If Gregor had only been able to speak to his sister and thank her for all that she had to do for him it would have been easier for him to bear it; but as it was it caused him pain. His sister, naturally, tried as far as possible to pretend there was nothing burdensome about it, and the longer it went on, of course, the better she was able to do so, but as time went by Gregor was also able to see through it all so much better. It had even become very unpleasant for him, now, whenever she entered the room. No sooner had she come in than she would quickly close the door as a precaution so that no-one would have to suffer the view into Gregor’s room, then she would go straight to the window and pull it hurriedly open almost as if she were suffocating. Even if it was cold, she would stay at the window breathing deeply for a little while. She would alarm Gregor twice a day with this running about and noise making; he would stay under the couch shivering the whole while, knowing full well that she would certainly have liked to spare him this ordeal, but it was impossible for her to be in the same room with him with the windows closed.

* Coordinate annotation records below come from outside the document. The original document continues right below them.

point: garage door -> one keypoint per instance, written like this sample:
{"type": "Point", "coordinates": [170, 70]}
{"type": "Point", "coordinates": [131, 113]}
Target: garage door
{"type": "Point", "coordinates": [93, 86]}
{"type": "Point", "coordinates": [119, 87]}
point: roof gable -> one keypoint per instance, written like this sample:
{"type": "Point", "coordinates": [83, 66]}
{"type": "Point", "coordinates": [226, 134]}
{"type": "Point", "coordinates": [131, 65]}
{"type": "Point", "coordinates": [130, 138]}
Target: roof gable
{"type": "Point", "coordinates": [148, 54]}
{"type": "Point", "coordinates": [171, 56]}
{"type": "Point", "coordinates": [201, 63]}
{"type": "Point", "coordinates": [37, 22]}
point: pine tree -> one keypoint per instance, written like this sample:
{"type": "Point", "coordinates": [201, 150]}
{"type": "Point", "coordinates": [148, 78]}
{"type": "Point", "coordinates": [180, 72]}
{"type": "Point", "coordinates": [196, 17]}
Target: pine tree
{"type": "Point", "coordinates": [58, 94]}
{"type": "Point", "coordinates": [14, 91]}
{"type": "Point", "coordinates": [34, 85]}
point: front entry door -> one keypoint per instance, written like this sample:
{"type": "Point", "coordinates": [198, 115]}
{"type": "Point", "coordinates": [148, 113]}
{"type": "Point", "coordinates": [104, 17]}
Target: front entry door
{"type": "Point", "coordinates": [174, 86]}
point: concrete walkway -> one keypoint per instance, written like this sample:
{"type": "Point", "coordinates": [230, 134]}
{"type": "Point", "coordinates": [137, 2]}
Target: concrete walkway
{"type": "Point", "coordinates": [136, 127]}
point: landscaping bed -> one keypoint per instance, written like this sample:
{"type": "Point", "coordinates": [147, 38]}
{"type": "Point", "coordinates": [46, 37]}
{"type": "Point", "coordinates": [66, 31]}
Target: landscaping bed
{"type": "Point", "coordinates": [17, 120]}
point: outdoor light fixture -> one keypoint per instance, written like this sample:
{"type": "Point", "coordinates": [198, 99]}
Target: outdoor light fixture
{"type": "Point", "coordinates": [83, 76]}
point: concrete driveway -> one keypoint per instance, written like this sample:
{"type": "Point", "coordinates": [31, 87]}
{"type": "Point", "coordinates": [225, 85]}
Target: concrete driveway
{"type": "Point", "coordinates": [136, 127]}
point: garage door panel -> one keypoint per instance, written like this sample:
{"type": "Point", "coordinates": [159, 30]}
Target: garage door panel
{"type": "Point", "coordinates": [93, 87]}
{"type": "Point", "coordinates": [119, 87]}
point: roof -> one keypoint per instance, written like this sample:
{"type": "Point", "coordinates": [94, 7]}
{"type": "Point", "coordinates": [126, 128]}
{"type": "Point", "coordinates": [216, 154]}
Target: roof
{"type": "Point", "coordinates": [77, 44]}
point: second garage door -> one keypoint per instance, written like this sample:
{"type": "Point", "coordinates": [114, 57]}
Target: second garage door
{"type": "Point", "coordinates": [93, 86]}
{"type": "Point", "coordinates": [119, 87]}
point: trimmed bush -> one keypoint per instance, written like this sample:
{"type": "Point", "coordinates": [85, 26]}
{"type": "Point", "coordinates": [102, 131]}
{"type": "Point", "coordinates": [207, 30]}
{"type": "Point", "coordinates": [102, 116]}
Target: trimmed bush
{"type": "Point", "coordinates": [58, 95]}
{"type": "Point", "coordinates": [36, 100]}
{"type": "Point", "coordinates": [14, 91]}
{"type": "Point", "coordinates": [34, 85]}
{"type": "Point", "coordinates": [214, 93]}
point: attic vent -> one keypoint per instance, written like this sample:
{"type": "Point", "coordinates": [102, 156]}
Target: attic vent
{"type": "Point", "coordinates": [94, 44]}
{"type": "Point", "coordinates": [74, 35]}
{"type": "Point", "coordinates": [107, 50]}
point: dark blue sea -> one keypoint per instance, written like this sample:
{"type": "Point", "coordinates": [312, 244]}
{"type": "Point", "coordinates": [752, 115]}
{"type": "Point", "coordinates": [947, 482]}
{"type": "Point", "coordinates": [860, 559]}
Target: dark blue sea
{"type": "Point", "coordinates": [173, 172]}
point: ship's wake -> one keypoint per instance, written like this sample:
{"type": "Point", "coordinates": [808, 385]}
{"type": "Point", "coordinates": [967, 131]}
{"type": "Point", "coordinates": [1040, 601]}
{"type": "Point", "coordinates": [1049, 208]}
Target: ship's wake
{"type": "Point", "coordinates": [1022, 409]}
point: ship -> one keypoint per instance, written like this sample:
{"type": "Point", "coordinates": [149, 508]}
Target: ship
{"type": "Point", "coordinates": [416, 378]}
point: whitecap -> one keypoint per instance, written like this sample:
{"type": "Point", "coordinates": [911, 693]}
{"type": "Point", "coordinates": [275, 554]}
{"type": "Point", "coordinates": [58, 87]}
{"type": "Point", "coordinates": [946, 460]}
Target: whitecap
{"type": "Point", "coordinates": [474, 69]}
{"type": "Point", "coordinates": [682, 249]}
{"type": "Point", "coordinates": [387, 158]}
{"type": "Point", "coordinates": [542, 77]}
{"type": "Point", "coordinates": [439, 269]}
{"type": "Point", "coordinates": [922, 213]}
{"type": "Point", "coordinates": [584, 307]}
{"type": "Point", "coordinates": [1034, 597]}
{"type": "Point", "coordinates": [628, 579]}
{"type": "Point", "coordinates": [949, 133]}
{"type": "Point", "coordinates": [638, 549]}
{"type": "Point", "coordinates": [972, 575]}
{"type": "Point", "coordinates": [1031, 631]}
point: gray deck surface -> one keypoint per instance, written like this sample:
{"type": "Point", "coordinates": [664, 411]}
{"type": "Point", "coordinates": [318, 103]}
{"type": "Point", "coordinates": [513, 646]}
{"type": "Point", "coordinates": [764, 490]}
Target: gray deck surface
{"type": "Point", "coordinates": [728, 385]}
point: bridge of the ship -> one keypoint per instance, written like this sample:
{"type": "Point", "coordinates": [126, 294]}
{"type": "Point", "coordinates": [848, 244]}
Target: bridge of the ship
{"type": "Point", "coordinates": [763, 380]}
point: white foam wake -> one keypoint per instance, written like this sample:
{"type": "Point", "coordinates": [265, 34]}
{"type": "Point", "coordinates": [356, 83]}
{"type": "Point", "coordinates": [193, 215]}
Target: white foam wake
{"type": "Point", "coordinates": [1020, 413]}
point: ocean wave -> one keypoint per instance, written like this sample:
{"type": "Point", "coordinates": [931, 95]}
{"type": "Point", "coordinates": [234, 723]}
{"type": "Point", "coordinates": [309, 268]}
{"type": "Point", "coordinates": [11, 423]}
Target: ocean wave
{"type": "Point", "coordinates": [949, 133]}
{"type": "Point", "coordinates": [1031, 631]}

One day, about a month after Gregor’s transformation when his sister no longer had any particular reason to be shocked at his appearance, she came into the room a little earlier than usual and found him still staring out the window, motionless, and just where he would be most horrible. In itself, his sister’s not coming into the room would have been no surprise for Gregor as it would have been difficult for her to immediately open the window while he was still there, but not only did she not come in, she went straight back and closed the door behind her, a stranger would have thought he had threatened her and tried to bite her. Gregor went straight to hide himself under the couch, of course, but he had to wait until midday before his sister came back and she seemed much more uneasy than usual. It made him realise that she still found his appearance unbearable and would continue to do so, she probably even had to overcome the urge to flee when she saw the little bit of him that protruded from under the couch. One day, in order to spare her even this sight, he spent four hours carrying the bedsheet over to the couch on his back and arranged it so that he was completely covered and his sister would not be able to see him even if she bent down. If she did not think this sheet was necessary then all she had to do was take it off again, as it was clear enough that it was no pleasure for Gregor to cut himself off so completely. She left the sheet where it was. Gregor even thought he glimpsed a look of gratitude one time when he carefully looked out from under the sheet to see how his sister liked the new arrangement.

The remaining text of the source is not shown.